5. El anticuerpo de una cualquiera de las reivindicaciones 1-4, en el que el anticuerpo es un anticuerpo IgG, o en el que el anticuerpo es un fragmento de anticuerpo que se une específicamente a proepirregulina humana, en el que el fragmento de anticuerpo se selecciona del grupo que consiste en Fab, fragmento variable monocatenario (scFv), Fv, Fab', Fab'-SH, F(ab')2 y diacuerpo.

6. Un ácido nucleico aislado que codifica un anticuerpo aislado de una cualquiera de las reivindicaciones 1-5.

7. Un vector que comprende el ácido nucleico de la reivindicación 6.

8. Una célula huésped que comprende el vector de la reivindicación 7.

9. Un inmunoconjugado que comprende el anticuerpo de una cualquiera de las reivindicaciones 1-5.

10. Un procedimiento de detección de la presencia o nivel de expresión de proepirregulina humana en una muestra biológica in vitro que comprende poner en contacto la muestra biológica con el anticuerpo de una cualquiera de las reivindicaciones 1-5 y detectar la presencia del anticuerpo unido.

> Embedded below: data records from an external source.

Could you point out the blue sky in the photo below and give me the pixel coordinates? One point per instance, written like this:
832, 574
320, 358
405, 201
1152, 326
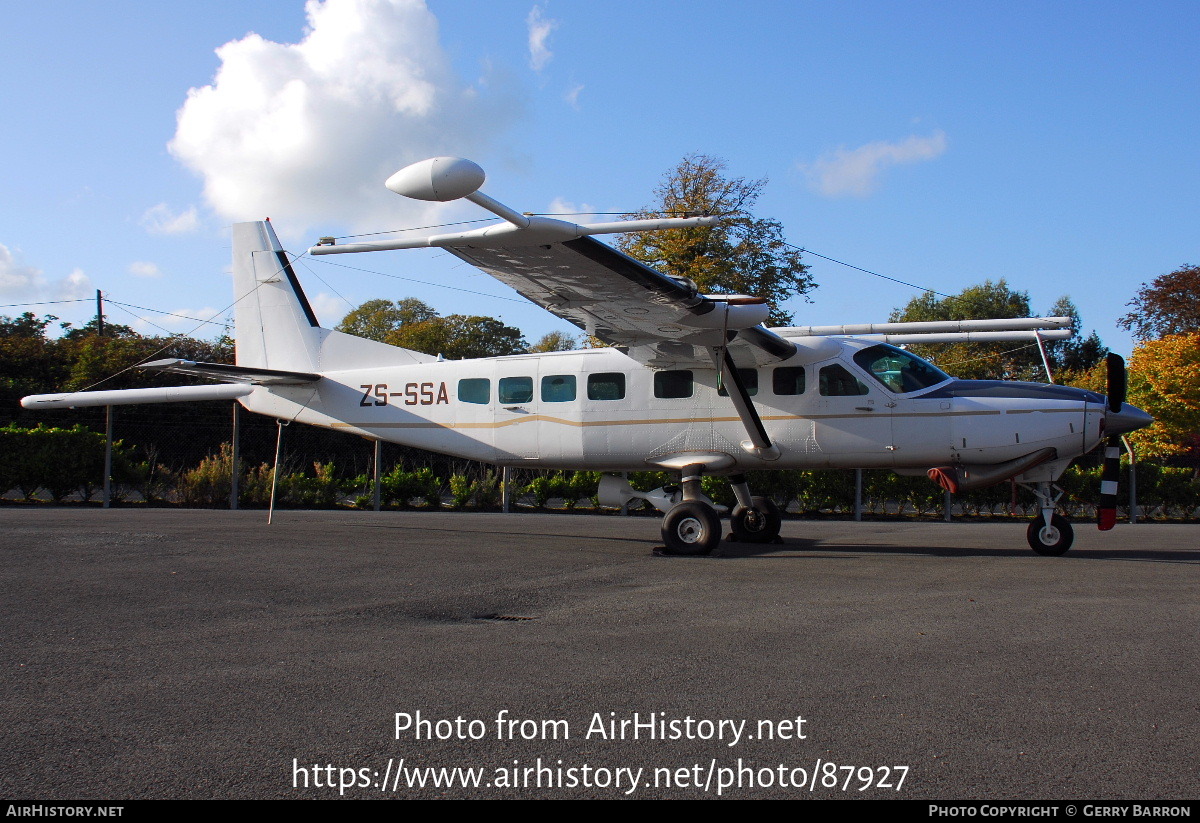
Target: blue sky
939, 143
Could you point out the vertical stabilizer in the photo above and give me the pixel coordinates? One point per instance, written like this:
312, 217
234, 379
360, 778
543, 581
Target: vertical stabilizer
275, 324
276, 328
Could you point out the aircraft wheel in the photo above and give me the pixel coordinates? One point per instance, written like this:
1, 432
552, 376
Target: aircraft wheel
1050, 540
691, 528
757, 524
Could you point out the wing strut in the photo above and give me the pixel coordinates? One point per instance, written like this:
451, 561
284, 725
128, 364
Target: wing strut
759, 444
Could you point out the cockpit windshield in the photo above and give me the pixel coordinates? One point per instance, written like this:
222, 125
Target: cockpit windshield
898, 370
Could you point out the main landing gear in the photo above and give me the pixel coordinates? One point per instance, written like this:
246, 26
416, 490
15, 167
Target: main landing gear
1049, 534
694, 527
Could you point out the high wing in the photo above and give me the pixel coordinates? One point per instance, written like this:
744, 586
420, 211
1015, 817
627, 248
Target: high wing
657, 319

11. El procedimiento de la reivindicación 10, en el que la detección es por inmunohistoquímica, inmunofluorescencia o inmunotransferencia.

12. El procedimiento de las reivindicaciones 10 u 11, en el que la muestra biológica comprende un tejido fijado, en el que el tejido fijado es un tejido incluido en parafina.

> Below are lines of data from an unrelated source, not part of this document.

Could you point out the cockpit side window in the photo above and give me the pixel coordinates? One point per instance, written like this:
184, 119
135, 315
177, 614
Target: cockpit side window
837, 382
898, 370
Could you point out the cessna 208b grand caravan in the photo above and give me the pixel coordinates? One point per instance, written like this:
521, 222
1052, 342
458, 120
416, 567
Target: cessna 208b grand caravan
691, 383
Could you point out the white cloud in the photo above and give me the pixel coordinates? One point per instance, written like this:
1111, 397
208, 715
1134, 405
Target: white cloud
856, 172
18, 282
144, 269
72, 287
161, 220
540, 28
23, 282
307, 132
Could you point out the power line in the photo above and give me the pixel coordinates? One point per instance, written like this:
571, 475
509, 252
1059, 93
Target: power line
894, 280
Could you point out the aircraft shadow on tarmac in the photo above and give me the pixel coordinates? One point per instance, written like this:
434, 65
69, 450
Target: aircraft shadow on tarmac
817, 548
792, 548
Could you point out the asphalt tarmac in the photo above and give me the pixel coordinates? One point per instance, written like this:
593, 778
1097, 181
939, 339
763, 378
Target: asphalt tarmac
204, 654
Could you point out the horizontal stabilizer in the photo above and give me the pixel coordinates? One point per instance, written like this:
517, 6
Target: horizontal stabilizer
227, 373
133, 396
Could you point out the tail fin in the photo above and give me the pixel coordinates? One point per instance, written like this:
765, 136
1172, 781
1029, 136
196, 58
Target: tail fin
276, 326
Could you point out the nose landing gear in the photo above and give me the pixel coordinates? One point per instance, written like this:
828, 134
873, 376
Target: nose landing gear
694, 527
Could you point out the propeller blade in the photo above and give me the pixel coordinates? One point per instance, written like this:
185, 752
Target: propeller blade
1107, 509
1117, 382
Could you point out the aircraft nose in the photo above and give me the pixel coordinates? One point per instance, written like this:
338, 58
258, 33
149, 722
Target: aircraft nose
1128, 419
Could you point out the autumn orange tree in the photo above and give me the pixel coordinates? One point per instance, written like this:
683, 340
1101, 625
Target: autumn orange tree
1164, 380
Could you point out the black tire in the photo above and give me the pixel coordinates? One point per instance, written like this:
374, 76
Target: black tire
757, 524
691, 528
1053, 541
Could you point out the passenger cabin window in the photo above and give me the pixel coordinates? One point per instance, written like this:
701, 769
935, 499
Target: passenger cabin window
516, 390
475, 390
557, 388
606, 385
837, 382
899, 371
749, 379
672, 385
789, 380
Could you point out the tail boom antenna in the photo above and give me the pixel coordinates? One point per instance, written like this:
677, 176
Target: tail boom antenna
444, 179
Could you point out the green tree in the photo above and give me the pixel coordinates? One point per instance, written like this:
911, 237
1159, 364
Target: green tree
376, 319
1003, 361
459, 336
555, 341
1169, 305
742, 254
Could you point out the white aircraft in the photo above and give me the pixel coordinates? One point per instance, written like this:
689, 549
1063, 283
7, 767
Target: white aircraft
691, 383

13. El procedimiento de una cualquiera de las reivindicaciones 10-12, en el que la muestra biológica es de un sujeto que tiene o predispuesto a cáncer o enfermedad autoinmunitaria, opcionalmente en el que el cáncer es cáncer de colon, cáncer de mama o cáncer de pulmón.

14. Un distribuidor para un teñidor de portaobjetos automatizado que comprende una solución que comprende el anticuerpo de cualquiera de las reivindicaciones 1-5.

15. Un kit que comprende un anticuerpo de acuerdo con cualquiera de las reivindicaciones 1-5 o un distribuidor de acuerdo con la reivindicación 14.